Assim como aconteceu com o fogo olímpico, Brasília recebe nesta quinta-feira (1) a chama dos Jogos Paraolímpicos Rio 2016. A Tocha Paraolímpica será conduzida por um total de 103 pessoas. Durante o revezamento pela capital, a chama passará pelo Parque da Cidade Dona Sarah Kubitschek, Parque das Garças, Rede Sarah do Lago Norte, Instituto Cultural, Educacional e Profissionalizante de Pessoas com Deficiência (Icep), Setor de Indústria e Abastecimento, Escola Nacional de Administração Pública (Enap), Associação de Centro de Treinamento de Educação Física Especial (Cetefe) e o Centro de Ensino Especial de Deficientes Visuais (CEEDV).

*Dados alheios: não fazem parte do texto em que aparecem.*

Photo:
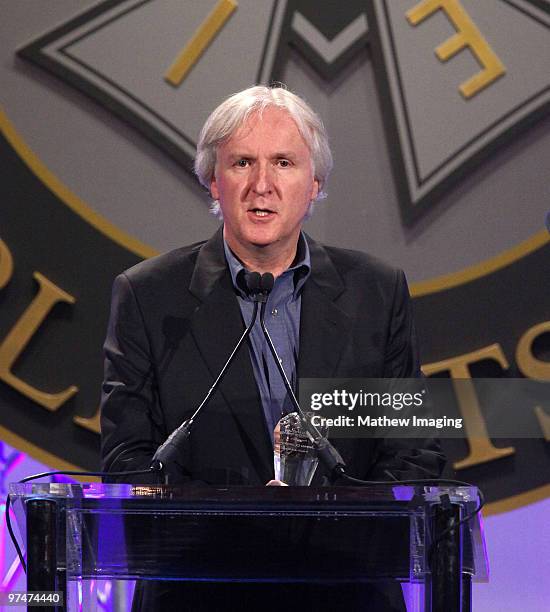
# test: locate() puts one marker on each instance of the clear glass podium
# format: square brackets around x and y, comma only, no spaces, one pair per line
[78,533]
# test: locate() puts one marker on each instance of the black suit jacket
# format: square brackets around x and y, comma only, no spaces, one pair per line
[174,321]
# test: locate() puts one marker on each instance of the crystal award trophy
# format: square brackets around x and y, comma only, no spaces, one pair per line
[295,457]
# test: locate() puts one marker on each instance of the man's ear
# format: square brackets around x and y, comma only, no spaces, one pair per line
[314,190]
[214,192]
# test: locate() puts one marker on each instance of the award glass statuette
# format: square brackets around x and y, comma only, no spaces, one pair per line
[295,458]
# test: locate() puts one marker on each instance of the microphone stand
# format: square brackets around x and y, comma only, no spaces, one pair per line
[176,441]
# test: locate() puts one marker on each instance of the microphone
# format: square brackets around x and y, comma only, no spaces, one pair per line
[328,455]
[170,450]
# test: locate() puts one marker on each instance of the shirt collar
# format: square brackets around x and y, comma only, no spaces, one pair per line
[300,267]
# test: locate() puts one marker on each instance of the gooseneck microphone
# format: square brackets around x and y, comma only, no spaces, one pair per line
[174,444]
[328,455]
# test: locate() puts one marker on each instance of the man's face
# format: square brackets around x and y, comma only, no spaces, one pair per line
[264,182]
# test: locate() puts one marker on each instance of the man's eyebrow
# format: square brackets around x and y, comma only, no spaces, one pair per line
[286,154]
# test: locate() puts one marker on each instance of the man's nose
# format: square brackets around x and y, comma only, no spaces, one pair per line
[262,178]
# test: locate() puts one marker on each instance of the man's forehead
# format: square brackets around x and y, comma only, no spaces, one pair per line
[283,131]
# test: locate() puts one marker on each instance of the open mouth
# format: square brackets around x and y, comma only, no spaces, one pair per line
[261,212]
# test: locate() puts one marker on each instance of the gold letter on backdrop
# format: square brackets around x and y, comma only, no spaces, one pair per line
[201,39]
[467,35]
[532,367]
[19,336]
[482,449]
[6,265]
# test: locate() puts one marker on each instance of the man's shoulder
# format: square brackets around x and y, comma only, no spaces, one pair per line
[350,261]
[179,262]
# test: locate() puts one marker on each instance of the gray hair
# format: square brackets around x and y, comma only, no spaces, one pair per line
[233,112]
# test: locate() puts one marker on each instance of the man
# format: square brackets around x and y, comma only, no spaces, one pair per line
[264,156]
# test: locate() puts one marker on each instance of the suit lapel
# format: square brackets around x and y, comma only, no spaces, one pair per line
[216,326]
[324,328]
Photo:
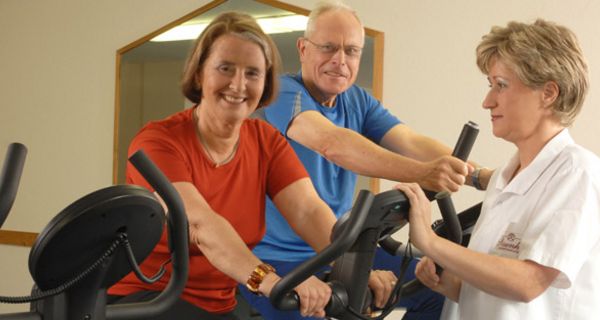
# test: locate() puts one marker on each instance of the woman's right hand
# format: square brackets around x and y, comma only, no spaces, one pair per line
[314,294]
[425,272]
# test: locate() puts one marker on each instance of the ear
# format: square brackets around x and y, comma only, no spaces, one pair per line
[301,45]
[550,93]
[198,79]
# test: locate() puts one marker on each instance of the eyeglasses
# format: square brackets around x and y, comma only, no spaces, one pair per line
[330,49]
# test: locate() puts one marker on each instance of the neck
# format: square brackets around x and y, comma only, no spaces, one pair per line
[219,141]
[324,99]
[531,147]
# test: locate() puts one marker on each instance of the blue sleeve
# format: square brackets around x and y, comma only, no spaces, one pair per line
[293,99]
[378,120]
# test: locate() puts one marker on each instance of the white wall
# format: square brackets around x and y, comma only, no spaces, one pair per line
[57,78]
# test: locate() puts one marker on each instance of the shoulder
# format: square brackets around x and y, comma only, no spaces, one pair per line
[261,130]
[290,81]
[172,130]
[174,122]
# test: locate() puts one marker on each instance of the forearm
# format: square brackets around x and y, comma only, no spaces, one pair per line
[519,280]
[224,248]
[402,140]
[449,286]
[306,213]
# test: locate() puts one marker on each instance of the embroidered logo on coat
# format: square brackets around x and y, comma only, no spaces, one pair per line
[510,242]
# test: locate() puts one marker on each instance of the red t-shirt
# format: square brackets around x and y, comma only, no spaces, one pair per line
[263,165]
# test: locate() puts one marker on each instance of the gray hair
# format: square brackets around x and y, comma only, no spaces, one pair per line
[538,53]
[326,6]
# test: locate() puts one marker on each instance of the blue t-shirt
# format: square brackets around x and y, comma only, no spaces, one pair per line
[354,109]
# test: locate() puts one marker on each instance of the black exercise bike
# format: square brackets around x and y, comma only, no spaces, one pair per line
[96,241]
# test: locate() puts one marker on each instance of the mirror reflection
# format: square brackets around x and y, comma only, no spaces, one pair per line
[149,73]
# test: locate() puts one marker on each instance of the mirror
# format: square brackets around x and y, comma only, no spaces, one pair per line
[148,71]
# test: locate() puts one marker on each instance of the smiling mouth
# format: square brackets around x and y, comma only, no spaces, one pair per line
[335,74]
[232,99]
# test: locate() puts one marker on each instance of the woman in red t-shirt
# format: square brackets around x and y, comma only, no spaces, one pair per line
[224,165]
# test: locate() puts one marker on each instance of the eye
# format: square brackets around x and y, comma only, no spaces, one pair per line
[353,51]
[225,68]
[328,48]
[254,74]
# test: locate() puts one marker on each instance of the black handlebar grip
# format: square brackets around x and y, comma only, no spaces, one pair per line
[465,142]
[178,234]
[10,177]
[451,222]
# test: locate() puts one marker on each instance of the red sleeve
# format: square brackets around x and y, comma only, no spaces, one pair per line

Brasília terá 21 atletas na Para Rio 2016. É a terceira maior delegação, só perdendo para Rio de Janeiro e São Paulo. Mas como pode a cidade ter tantos atletas paraolímpicos, e ser, de certa forma, uma referência com vários medalhistas e não ter respeito pelas pessoas com deficiência?

A capital do Brasil (e de todos os brasileiros) é uma cidade que conta com mais de 50 mil cadeirantes e a acessibilidade é quase nenhuma. Os cadeirantes reclamam da falta de rampas ou das mesmas serem mal feitas, da acessibilidade aos prédios públicos ou pontos turísticos, do transporte público e da disputa de espaço com os carros nas ruas.

É por falta de acessibilidade que Brasília também perde muito no turismo. Visitantes que chegam à cidade reclamam da infraestrutura precária. A cidade custa a entrar no circuito de destino turístico tanto das pessoas com deficiência, quanto nos grupos da 3ª idade exatamente pelo total desrespeito a esses públicos.

O fato é que os direitos das pessoas com deficiência no papel é lindo e há, inclusive, um discurso integrado entre veículos de comunicação e Estado, mas as mudanças concretas que poderiam efetivar a cidadania estão acontecendo a passos de tartaruga.